CH4 effuses through a pinhole at a rate of 97.0 mL/s at STP. An unknown gas effuses through the same pinhole at 46.2 mL/sec. What is the molar mass of the unknown gas?

To solve this problem, we can use Graham's law of effusion, which states that the rate of effusion of a gas is inversely proportional to the square root of its molar mass.

The formula for Graham's law is: (Rate1/Rate2) = sqrt(M2/M1)

Where:

• Rate1 and Rate2 are the rates of effusion of the two gases.
• M1 and M2 are the molar masses of the two gases.

Given in the problem:

• Rate1 (rate of effusion of CH4) = 97.0 mL/s
• Rate2 (rate of effusion of the unknown gas) = 46.2 mL/s
• M1 (molar mass of CH4) = 16.04 g/mol

We are asked to find M2, the molar mass of the unknown gas.

Substituting the given values into the formula, we get:

(97.0 mL/s / 46.2 mL/s) = sqrt(M2 / 16.04 g/mol)

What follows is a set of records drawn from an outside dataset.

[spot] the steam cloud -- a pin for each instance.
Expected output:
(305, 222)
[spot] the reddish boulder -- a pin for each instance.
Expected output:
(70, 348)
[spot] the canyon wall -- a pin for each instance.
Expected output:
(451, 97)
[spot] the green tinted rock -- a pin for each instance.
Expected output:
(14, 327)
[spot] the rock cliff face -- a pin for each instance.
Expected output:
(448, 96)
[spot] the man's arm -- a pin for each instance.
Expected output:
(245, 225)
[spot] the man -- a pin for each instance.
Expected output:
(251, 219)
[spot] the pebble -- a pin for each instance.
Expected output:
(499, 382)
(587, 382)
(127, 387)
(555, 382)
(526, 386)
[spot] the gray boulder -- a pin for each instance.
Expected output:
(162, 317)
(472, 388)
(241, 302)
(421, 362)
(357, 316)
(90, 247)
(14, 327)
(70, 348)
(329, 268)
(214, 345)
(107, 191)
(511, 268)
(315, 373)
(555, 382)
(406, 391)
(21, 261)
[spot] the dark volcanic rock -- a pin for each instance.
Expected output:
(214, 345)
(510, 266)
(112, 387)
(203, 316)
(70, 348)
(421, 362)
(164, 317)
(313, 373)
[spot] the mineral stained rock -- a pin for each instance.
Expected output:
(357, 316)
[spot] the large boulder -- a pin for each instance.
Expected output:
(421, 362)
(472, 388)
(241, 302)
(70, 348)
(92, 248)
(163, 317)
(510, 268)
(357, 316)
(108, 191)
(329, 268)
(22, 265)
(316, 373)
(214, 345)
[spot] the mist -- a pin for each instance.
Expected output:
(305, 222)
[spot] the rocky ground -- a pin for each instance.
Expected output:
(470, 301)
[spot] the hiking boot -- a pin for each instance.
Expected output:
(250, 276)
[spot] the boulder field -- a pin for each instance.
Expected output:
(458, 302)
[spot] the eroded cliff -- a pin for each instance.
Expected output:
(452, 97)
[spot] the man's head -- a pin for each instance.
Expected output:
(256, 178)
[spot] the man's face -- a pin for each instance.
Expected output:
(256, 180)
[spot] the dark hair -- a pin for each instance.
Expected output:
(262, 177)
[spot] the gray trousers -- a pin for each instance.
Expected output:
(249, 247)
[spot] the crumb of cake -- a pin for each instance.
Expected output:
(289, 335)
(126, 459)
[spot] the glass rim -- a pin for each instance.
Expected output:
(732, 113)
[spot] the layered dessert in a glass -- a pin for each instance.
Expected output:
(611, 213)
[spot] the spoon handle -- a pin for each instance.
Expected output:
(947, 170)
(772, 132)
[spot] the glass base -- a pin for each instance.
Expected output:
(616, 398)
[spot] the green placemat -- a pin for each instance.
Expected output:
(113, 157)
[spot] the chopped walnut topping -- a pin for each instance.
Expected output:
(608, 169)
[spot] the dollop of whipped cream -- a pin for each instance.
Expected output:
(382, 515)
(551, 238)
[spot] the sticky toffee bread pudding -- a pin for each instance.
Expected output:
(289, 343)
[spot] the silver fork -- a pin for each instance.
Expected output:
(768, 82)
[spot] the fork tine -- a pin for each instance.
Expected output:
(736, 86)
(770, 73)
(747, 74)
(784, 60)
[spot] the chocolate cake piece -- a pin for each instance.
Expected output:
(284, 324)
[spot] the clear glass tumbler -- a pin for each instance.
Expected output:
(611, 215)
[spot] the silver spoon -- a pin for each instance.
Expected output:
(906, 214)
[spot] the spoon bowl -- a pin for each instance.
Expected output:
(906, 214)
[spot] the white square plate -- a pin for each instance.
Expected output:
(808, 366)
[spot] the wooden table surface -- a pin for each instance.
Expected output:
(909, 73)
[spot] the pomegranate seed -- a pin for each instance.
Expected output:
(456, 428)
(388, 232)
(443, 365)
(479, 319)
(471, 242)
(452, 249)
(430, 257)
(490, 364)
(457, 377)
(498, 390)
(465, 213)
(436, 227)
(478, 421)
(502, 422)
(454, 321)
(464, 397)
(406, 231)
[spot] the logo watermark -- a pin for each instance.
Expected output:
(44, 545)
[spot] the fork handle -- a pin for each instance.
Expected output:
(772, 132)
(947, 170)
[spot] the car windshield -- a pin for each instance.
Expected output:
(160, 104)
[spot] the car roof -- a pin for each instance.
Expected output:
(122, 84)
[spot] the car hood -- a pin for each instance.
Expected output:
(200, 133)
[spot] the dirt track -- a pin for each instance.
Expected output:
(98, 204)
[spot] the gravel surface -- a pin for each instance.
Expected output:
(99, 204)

Solving the left side of the equation gives us approximately 2.10.

So, we have:

2.10 = sqrt(M2 / 16.04 g/mol)

To isolate M2, we square both sides of the equation:

(2.10)^2 = M2 / 16.04 g/mol

4.41 = M2 / 16.04 g/mol

Finally, solving for M2 gives us:

M2 = 4.41 * 16.04 g/mol = 70.7 g/mol

So, the molar mass of the unknown gas is approximately 70.7 g/mol.